It is in fact the Ontario Building Code. All codes  in Canada are based on the National Building Code of Canada, similar to the California code being based on the ICC codes.


----------



## tmurray (Oct 18, 2018)

Pcinspector1 said:


> Oui!
> 
> So glade we got tmurray in goal since Patrick Roy's out!
> 
> "All raise your Labatts to tmurray!"


I mean...there is a French version of the national code... I don't know if the OBC is available in French or not.

Ok, I just checked...the French website says it's only available in English, so no. No French OBC.

As of yesterday you can also raise your cannabis. It is now legal in all of Canada for recreational use.


----------



## tmurray (Oct 18, 2018)

For those interested in the OBC: https://www.ontario.ca/laws/regulation/120332/v16


----------



## Pcinspector1 (Oct 18, 2018)

Boy's if you got em....lite em! 

Don't smoke and drive!


----------



## Inspector Gadget (Mar 5, 2020)

alayan said:


> Hello everyone,
> I'm taking my first OBC course, and I have an exercise on how to distinguish between part 9 and 3 of the OBC. For what I understand, part 9 technically applies for building having 3 storeys or less, and building area is no greater than 600 sm. But in the diagram, there is an overhang on the ground floor and a deck on the third floor which make me confused.
> 1/ Would a deck or a partial overhang contributes in building area?.
> 2/ Since there are 3 different major occupancies (1st floor- Coffe, 2nd floor- Retail, 3rd- Rooming house), What is the occupancy classification of the building?
> Thank you so much



Late to the party here. I'm in New Brunswick where we use NBC 2010. I believe our classifications are the same as yours, however.

9.10.1.3(2) indicates that any assembly space must be designed to part 3.  If the coffee shop has *any* seating, it would be an assembly use.

Once in Part 3, 3.2.2.6 says the entire building must conform to the most restrictive occupancy.  
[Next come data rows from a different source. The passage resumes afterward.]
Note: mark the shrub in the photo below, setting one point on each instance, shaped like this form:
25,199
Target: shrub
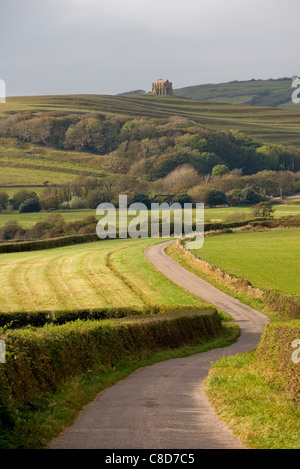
30,206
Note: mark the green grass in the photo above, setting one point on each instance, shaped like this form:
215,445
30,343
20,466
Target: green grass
253,406
267,125
111,273
258,92
45,418
268,260
26,164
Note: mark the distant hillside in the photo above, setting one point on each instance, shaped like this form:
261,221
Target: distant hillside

3.2.2.65 allows for non-combustible, fire seps of 45 min; and 3.2.2.52 likewise. So as I see it - and I'm now tackling the part 3 learning curve, so tell me if I am wrong - the above building would be governed by 3.2.2.24: non-combustible construction, one-hour floor assemblies, sprinklered. 

It's actually interesting I stumbled on this question, as our office juuuuuust dealt with a potential project that dropped an assembly use occupancy so the building would land in Part 9, not Part 3.


----------